How well do weekly math assessments match up to standardized tests? (revisited)
Our mission at the Math Agency is to close educational gaps in public schools. Shameless plug: if you are interested in helping support our partner schools as an academic coach, we’d love to hear from you!
One of our major goals at the Math Agency is to demonstrate that we can reproducibly close educational gaps in a way that is clearly visible in public datasets. With that in mind, we want to better understand how our regular internal skill assessments (using IXL) match up to the Smarter Balanced Assessment (SBA), which is what the state of Washington uses to assess student math proficiency every year. One great thing about the SBA is that the results are publicly available.
We’ve previously seen that our IXL skill assessments correlate well with district and state standardized tests. In other words, the higher a student scores on IXL, the higher they tend to score on the SBA. In this post, we’ll look at how well the assessments agree on an absolute scale. As an example, if IXL indicates a student has 5th grade math skills, what are the odds they will test “proficient” in 5th grade on the SBA?

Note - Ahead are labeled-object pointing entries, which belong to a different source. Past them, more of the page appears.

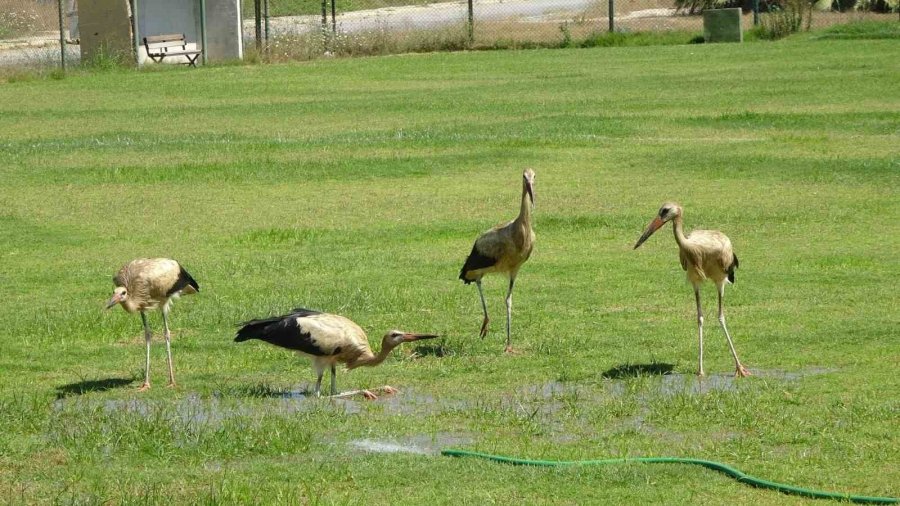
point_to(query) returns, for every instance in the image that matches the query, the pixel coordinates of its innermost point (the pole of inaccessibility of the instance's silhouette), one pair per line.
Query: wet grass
(357, 186)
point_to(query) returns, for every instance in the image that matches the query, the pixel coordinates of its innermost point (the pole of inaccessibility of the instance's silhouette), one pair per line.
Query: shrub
(785, 19)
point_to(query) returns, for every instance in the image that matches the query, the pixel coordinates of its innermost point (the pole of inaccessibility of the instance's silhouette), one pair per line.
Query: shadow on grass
(83, 387)
(264, 390)
(638, 370)
(433, 350)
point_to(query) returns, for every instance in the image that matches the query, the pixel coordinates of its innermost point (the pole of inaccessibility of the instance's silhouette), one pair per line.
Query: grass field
(357, 187)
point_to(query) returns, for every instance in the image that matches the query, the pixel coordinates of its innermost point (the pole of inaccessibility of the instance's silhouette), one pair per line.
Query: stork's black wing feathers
(302, 311)
(734, 265)
(283, 331)
(475, 261)
(184, 280)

For this analysis we’ll be looking at data from over 160 students where we have Spring 2024 assessment data from both IXL and the SBA. The data is shown below. The SBA data is reported as an arbitrary scale score, while the IXL data is recorded as student grade level. For example, an IXL score of 3.0 indicates a student is meeting the early 3rd grade standards according to the Common Core system. We show a linear prediction of SBA scores based on the IXL data as a dashed line. There are several important things we can see from the chart below:
- We see good correlation between the two assessments. In other words, students that score higher on IXL also tend to score higher on the SBA. The correlation coefficient is 0.79, which agrees well with our previous estimate.
- As expected, the assessments don’t agree perfectly. There are a few ways to quantify this. We’ll look at model error: how far the “actual” SBA scores are from the linear predictions. The median (50th percentile) model error is about 0.3 grade levels. For a more conservative approach, about 10 percent of the time the linear predictions of SBA scores will too high by 0.6 grade levels or more.
- To estimate the agreement between the two assessment on an absolute scale, we show the official SBA “proficiency” levels for different grades as determined by the Washington Office of the Superintendent of Public Instruction (OSPI). Roughly, we’d expect the 5th grade proficiency cut-off (measured at the end of 5th grade) to match the skill levels expected for a “end of year” 5th grader, or that of a “beginning of year” 6th grader, which corresponds to a score of 6.0.
To get a better feel for how well the assessments agree in the definition of proficient, we use our linear model to convert the SBA proficiency levels into IXL grade level equivalents. The results are shown below. We see that two assessments agree fairly well for 3rd grade proficiency levels, but the SBA becomes a progressively “easier” test in 4th and 5th grade.
What does it all mean?
We started this analysis with goal of predicting the odds of students meeting state proficiency levels. We now have all the pieces to do it. For example, from Figure 2 we can see that on average, a 3rd grade student with an IXL score of 3.7 would test as proficient on the SBA. However, we may want more confidence than that! If we factor in our model uncertainty from above, we can determine that there is roughly a 90% chance that a 3rd grader with an IXL score of 4.3 scores as proficient on the SBA, a 4th grader with an IXL score of 4.9 does, and a 5th grader with a score of 5.5 does.
At this point, our current analysis is limited by a relatively small sample size, and it contains only a single year’s worth of data. And it is worth noting that our focus is always on getting students learning as much as possible, regardless of their current skill level! However, learning more about how our internal data relates to state assessments helps us better understand our progress towards closing educational gaps.